Posted: Tue Oct 08, 2019 10:23 am
by zullil
mwyoung wrote:
Mon Oct 07, 2019 10:15 pm
zullil wrote:
Mon Oct 07, 2019 6:44 pm
Modern Times wrote:
Mon Oct 07, 2019 5:56 pm
How many threads do TCEC and the other one (chess.com ?) tournaments use with Lc0 ?
Good question. How many GPU's are being used? My understanding is that you want two CPU "worker threads" for each GPU that the system has.

[EDIT] It seems that AllieStein at TCEC is running on 2 GPUs and Threads is set at default (since it's not listed in the settings).
There are many types of GPUs.

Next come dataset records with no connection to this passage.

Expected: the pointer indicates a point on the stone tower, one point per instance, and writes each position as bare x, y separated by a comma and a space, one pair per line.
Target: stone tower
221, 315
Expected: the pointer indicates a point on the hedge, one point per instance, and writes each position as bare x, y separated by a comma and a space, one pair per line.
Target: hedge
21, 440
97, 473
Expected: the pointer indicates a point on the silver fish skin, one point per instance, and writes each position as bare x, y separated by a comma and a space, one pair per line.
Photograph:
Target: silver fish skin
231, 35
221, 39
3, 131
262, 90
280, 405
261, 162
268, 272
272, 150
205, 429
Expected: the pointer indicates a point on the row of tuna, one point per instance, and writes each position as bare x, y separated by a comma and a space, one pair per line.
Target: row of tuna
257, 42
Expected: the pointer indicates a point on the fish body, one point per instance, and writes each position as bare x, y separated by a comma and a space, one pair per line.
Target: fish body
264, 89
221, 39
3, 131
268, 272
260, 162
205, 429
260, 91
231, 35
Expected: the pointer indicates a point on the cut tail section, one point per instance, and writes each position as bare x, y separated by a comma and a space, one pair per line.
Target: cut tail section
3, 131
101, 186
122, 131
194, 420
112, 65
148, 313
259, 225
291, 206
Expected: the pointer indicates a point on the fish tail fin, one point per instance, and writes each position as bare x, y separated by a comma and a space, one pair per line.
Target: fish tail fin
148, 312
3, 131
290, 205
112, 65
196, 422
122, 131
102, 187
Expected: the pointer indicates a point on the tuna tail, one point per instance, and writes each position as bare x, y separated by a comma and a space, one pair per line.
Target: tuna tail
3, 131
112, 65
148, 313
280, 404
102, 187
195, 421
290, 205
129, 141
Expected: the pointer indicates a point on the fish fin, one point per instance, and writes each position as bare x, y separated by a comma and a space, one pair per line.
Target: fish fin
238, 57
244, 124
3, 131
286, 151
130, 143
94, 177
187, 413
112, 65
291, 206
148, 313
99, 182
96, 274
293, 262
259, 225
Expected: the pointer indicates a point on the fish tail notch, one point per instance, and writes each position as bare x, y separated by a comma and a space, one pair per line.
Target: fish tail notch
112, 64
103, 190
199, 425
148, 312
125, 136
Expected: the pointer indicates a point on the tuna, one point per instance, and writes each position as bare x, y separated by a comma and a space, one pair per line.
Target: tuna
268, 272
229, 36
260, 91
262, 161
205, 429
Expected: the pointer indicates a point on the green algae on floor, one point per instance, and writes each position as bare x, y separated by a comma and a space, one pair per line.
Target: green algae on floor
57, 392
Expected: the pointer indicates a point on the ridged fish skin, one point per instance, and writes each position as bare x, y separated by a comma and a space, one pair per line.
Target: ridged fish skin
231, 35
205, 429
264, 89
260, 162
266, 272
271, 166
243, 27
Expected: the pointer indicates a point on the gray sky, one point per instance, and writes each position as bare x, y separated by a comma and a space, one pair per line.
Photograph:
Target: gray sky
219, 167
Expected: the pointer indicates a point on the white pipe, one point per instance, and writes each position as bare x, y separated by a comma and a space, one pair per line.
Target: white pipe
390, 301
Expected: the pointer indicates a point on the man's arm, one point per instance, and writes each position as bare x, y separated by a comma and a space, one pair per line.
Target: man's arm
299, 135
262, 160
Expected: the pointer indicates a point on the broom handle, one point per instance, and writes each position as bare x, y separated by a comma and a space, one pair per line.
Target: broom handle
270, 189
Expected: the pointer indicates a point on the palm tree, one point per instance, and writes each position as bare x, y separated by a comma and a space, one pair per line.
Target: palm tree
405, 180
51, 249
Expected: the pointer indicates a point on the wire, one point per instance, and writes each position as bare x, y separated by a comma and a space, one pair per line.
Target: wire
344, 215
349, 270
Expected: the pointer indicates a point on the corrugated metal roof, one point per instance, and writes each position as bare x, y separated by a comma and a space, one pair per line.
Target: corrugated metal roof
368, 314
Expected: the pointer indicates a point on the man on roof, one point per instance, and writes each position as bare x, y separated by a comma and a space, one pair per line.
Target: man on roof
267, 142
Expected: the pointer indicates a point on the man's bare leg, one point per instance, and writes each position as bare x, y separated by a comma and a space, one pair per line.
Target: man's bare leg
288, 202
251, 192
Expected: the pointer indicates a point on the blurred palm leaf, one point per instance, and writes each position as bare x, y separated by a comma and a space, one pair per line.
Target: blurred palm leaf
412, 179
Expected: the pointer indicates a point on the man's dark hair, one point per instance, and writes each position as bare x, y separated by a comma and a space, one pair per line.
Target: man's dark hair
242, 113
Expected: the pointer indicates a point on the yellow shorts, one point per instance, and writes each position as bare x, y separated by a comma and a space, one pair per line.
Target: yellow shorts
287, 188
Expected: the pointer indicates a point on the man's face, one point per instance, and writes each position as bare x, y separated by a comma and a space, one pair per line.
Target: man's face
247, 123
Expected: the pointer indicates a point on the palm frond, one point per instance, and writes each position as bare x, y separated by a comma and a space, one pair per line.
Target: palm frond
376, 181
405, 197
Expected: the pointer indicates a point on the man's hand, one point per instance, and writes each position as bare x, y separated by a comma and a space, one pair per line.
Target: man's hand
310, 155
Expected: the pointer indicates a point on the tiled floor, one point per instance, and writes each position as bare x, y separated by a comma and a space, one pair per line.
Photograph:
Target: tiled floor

Are we to assume that 2 threads work just as well on 980, 1080, RTX 2060, RTX 2070, RTX 2080, and RTX 2080 ti. Even when these cards at the top of performance stack. Run many times faster then the GPU cards on the lower end of the stack. Hmmm

But if I use 2 slower cards then it is ok to use 4 threads.

We have a tendency to always want to carve some ideas into stone. Without actually testing if are assumptions are correct.
Testing is good, provided it's done in a statistically valid way. On the other hand, when an Lc0 developer includes the following along with the code at Github, I tend to pay attention:
Number of (CPU) threads to use.
Default is 2. There's currently no use of making it more than 3 as it's limited by mutex contention which is yet to be optimized.